Spokane student choir delights Guggenheim guests with impromptu flash mob
Guests at Spain’s Guggenheim Museum were treated to a twist on contemporary art over Memorial Day weekend when students from a Spokane university choir surprised them with a flash-mob style performance.
Choir director Marc Hafsø said even he was surprised by the impromptu concert, which happened during Whitworth Choir’s Spain Concert Tour.
“If you would’ve told me at the beginning of this tour that we would do a flash mob at the Guggenheim, I would’ve said you’re crazy,” Hafsø told the Statesman.
That’s what he said to the students’ tour guide, identified only as Violeta, when she proposed the idea.
“Violeta had taken a shine to our choir, and they had taken a shine to her,” Hafsø said.
A singer herself, Violeta told Hafsø she thought it would be spectacular to hear the beauty of the students’ voices alongside the beauty of the museum’s art. Hafsø was hesitant.
“I wouldn’t want to offend anyone,” he explained.
So, to soothe his worries, Violeta went to officials at the Guggenheim, who gave their blessing for the performance. Moments later and with some brief instruction, Hafsø said, the students’ song was echoing through the atrium of the modern art museum.
They sang “Hark, I Hear the Harps Eternal,” an American hymn by Alice Parker. Hafsø described the piece as strong, rhythmic and powerful — and one that let all the students sing in unison and showcase their talents.
Hafsø said he took the chance to revel in his students’ hard work, leaning against a nearby wall to take in the sound.
“I marveled in the smiles and the bright eyes and the cameras that were immediately picked up,” he said. “I think (the museum guests) were filled with joy.”

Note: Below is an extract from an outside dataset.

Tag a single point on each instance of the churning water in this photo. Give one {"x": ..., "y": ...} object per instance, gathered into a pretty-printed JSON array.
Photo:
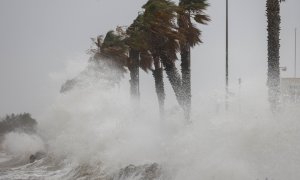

He shared a video of the performance on Facebook, where it filled thousands more with joy — by Wednesday afternoon, the post had been shared nearly 500 times and viewed 40,000 times.
“I was dumbfounded and bewildered,” said Hafsø, adding that he’s baffled by the video’s popularity each time his students update him on how its reach has grown.
“It was just a simple kind of honest moment,” he said, and a testament to his students and their hard work.
He has a saying that he often shares with them to spur diligence and practice, and this performance was the culmination of all that patience and rehearsing, Hafsø said.
“I’ve always told my students, ‘You never know when,’” he said.